Tuesday, March 15, 2016

Go Like Hell: Ford, Ferrari, and Their Battle for Speed and Glory at Le Mans

My 10 year old son (a hopelessly gearheaded kid) just finished reading Go Like Hell: Ford, Ferrari, and Their Battle for Speed and Glory at Le Mans together. I was excited to share the story with him but the book well exceeded my already high expectations.


There are a number of personalities I was unaware had any involvement in the Ford vs Ferrari saga. The book provides substantially more depth into those characters than their story and personality than I ever could have guessed. Those some mighty colorful characters too. Folks likeHenry Ford II, Enzo Ferrari, Lee Iacocca, Phil Hill, John Surtees, Ken Miles, Carroll Shelby, John Wyer and Bruce McLaren.

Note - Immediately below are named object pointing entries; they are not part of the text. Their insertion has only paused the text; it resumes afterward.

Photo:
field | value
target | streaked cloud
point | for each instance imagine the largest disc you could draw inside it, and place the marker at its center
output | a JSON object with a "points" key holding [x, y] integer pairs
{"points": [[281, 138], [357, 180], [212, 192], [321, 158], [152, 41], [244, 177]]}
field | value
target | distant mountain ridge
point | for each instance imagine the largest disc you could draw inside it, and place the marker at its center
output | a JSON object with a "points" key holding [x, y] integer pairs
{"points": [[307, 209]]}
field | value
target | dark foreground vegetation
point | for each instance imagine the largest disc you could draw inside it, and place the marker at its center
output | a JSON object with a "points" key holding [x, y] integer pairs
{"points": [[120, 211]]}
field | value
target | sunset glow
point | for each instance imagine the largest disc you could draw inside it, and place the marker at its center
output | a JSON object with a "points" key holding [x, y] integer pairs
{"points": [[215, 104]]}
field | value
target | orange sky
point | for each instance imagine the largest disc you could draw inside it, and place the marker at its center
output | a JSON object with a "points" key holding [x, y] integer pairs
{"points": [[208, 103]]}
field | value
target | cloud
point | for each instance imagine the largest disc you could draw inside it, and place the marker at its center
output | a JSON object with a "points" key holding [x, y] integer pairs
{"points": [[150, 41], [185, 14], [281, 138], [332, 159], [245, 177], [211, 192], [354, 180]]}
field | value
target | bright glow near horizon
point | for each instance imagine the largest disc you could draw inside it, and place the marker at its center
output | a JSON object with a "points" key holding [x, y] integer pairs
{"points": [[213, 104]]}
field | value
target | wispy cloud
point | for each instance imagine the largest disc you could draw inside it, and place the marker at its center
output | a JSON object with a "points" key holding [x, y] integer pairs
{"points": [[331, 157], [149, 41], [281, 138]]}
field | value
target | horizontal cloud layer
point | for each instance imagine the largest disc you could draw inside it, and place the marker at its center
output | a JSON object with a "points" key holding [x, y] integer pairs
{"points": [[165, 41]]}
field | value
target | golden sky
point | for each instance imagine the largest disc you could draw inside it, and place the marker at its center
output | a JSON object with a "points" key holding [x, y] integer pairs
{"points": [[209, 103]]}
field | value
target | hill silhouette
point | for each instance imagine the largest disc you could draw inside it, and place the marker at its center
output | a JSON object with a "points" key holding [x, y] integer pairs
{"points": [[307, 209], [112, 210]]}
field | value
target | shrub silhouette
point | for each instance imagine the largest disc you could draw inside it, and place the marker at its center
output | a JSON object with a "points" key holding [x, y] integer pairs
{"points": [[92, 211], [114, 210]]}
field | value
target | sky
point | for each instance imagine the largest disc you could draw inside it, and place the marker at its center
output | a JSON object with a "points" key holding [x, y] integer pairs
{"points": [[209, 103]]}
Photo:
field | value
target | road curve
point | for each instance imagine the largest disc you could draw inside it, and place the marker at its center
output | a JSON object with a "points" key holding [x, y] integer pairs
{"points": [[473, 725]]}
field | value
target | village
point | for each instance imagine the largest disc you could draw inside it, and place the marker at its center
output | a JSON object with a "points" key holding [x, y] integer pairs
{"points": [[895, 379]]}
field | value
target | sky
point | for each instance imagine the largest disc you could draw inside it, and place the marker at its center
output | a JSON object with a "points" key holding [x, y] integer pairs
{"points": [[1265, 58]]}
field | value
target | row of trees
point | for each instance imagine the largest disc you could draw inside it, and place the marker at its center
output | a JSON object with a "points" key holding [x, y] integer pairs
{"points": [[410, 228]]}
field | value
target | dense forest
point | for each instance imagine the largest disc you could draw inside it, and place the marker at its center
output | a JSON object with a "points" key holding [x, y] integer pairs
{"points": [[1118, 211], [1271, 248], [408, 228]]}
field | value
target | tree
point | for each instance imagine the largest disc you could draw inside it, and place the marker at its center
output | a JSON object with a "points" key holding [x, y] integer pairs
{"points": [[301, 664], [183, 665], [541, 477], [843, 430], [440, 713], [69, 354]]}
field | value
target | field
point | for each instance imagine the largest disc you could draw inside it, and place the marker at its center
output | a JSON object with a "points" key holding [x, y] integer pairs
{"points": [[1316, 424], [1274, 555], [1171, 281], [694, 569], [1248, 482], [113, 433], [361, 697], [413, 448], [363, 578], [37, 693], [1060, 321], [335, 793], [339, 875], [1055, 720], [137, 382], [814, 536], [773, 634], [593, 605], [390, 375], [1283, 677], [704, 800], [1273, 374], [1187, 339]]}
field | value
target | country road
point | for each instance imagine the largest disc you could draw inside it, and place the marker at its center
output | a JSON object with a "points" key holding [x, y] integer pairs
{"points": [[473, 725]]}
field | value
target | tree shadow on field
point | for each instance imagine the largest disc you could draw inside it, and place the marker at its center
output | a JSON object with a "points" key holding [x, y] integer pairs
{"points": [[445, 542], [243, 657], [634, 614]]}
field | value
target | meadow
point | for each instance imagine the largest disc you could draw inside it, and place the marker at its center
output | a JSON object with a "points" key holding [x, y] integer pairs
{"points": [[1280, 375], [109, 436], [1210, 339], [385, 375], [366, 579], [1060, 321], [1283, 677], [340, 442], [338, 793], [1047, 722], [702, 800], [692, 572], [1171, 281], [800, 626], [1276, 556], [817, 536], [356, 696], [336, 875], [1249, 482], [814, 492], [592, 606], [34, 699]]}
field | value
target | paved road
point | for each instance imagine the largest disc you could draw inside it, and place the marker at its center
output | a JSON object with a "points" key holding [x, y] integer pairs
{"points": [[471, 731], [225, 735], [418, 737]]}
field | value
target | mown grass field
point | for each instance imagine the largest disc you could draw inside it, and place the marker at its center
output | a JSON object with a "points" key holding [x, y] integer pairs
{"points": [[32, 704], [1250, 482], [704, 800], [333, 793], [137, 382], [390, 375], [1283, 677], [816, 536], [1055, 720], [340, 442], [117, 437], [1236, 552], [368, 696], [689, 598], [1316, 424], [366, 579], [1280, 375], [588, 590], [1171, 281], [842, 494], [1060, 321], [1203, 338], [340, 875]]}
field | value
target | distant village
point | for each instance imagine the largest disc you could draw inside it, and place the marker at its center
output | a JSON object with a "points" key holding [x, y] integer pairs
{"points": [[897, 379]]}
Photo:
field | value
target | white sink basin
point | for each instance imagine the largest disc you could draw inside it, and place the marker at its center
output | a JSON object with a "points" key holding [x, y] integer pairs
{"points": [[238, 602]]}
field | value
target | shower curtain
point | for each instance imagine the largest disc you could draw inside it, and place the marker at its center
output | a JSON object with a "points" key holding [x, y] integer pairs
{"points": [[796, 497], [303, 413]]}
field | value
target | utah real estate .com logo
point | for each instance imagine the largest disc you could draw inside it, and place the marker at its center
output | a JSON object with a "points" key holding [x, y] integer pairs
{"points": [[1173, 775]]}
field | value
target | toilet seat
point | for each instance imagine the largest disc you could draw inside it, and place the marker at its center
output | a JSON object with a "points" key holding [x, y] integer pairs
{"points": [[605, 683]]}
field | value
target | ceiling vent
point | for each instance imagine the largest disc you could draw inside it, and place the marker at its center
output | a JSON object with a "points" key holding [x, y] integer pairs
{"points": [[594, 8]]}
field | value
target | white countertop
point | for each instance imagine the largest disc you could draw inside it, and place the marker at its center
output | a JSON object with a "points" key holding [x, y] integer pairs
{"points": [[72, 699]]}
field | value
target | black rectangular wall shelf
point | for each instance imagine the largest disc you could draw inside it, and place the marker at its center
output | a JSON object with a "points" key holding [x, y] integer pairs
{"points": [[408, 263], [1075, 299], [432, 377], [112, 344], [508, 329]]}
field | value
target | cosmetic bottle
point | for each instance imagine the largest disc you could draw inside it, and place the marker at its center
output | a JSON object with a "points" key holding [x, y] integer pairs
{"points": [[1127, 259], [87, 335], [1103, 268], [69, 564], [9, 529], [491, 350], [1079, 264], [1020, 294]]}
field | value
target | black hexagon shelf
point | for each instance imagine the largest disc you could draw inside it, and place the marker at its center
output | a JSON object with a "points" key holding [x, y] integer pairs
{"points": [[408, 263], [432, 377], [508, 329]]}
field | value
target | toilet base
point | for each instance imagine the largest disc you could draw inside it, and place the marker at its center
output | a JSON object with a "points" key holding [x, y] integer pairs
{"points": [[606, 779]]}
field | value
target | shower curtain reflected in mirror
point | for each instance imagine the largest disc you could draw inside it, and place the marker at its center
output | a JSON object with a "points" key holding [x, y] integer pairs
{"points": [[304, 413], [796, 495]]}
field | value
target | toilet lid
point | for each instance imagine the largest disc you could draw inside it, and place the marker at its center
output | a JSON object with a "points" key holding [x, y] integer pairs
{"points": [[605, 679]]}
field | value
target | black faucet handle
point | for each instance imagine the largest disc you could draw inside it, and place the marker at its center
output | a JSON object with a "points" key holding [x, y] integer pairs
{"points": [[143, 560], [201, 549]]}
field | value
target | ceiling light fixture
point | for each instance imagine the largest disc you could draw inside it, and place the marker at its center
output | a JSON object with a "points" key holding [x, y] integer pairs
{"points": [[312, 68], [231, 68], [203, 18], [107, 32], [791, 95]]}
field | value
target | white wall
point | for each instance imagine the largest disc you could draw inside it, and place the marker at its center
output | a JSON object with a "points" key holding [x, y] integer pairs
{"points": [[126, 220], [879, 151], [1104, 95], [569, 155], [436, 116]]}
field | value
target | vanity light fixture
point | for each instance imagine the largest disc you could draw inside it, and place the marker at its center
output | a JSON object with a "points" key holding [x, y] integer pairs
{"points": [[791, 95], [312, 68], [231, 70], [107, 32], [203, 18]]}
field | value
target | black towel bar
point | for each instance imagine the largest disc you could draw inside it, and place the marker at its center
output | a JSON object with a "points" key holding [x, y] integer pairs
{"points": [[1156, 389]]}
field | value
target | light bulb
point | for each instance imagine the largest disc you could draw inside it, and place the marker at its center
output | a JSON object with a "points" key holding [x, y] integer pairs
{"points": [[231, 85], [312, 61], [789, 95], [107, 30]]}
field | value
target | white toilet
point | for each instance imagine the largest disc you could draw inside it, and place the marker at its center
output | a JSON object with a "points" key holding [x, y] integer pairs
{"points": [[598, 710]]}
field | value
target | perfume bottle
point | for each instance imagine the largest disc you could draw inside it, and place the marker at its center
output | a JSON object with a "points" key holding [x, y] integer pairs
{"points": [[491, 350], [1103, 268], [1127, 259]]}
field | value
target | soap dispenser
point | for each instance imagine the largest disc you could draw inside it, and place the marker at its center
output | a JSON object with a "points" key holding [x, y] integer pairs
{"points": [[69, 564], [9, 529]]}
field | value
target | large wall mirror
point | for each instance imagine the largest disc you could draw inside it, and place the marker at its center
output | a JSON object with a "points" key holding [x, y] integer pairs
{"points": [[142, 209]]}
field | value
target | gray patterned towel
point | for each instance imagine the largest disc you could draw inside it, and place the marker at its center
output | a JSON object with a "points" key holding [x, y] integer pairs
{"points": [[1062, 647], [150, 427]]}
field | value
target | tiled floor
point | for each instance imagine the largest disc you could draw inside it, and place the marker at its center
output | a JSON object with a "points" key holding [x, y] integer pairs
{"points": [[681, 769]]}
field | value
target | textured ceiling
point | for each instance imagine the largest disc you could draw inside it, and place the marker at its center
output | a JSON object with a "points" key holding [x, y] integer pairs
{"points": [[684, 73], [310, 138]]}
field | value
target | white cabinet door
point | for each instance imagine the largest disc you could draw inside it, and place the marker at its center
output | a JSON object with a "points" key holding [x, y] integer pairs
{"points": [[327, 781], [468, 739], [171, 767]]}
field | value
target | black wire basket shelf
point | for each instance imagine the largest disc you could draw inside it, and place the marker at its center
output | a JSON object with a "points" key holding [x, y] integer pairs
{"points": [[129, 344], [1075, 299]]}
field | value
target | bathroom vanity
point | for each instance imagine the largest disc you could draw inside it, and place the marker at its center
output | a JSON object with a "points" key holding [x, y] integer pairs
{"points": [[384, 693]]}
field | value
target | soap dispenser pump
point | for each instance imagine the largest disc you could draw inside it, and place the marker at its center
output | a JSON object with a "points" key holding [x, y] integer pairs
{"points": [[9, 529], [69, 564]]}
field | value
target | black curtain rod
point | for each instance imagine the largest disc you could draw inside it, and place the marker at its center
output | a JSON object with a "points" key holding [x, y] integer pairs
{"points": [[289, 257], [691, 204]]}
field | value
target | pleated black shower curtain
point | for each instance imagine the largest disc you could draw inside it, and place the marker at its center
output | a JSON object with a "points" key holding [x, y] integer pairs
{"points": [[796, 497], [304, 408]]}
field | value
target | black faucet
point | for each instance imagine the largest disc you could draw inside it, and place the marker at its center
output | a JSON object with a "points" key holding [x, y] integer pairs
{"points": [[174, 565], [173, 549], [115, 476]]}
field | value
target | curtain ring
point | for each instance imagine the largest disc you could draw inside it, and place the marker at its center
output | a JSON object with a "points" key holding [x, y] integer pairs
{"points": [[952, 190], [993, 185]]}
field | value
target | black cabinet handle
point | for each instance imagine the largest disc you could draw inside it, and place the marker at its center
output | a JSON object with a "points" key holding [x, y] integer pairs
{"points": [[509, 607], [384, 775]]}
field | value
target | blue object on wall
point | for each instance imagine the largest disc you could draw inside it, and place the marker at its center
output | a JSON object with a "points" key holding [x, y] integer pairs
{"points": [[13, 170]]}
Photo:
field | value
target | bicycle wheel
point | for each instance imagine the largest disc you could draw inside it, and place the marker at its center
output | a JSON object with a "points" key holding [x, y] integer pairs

Here's a brief description:

By the early 1960s, the Ford Motor Company, built to bring automobile transportation to the masses, was falling behind. Young Henry Ford II, who had taken the reins of his grandfather’s company with little business experience to speak of, knew he had to do something to shake things up. Baby boomers were taking to the road in droves, looking for speed not safety, style not comfort. Meanwhile, Enzo Ferrari, whose cars epitomized style, lorded it over the European racing scene. He crafted beautiful sports cars, "science fiction on wheels," but was also called "the Assassin" because so many drivers perished while racing them.

Go Like Hell tells the remarkable story of how Henry Ford II, with the help of a young visionary named Lee Iacocca and a former racing champion turned engineer, Carroll Shelby, concocted a scheme to reinvent the Ford company. They would enter the high-stakes world of European car racing, where an adventurous few threw safety and sanity to the wind. They would design, build, and race a car that could beat Ferrari at his own game at the most prestigious and brutal race in the world, something no American car had ever done.Go Like Hell transports readers to a risk-filled, glorious time in this brilliant portrait of a rivalry between two industrialists, the cars they built, and the "pilots" who would drive them to victory, or doom.

If you are hunting for something to read I'd highly recommend it. Apparently there has been talk of a movie based on the book. Rumor has it Tom Cruise has been cast to play Carroll Shelby.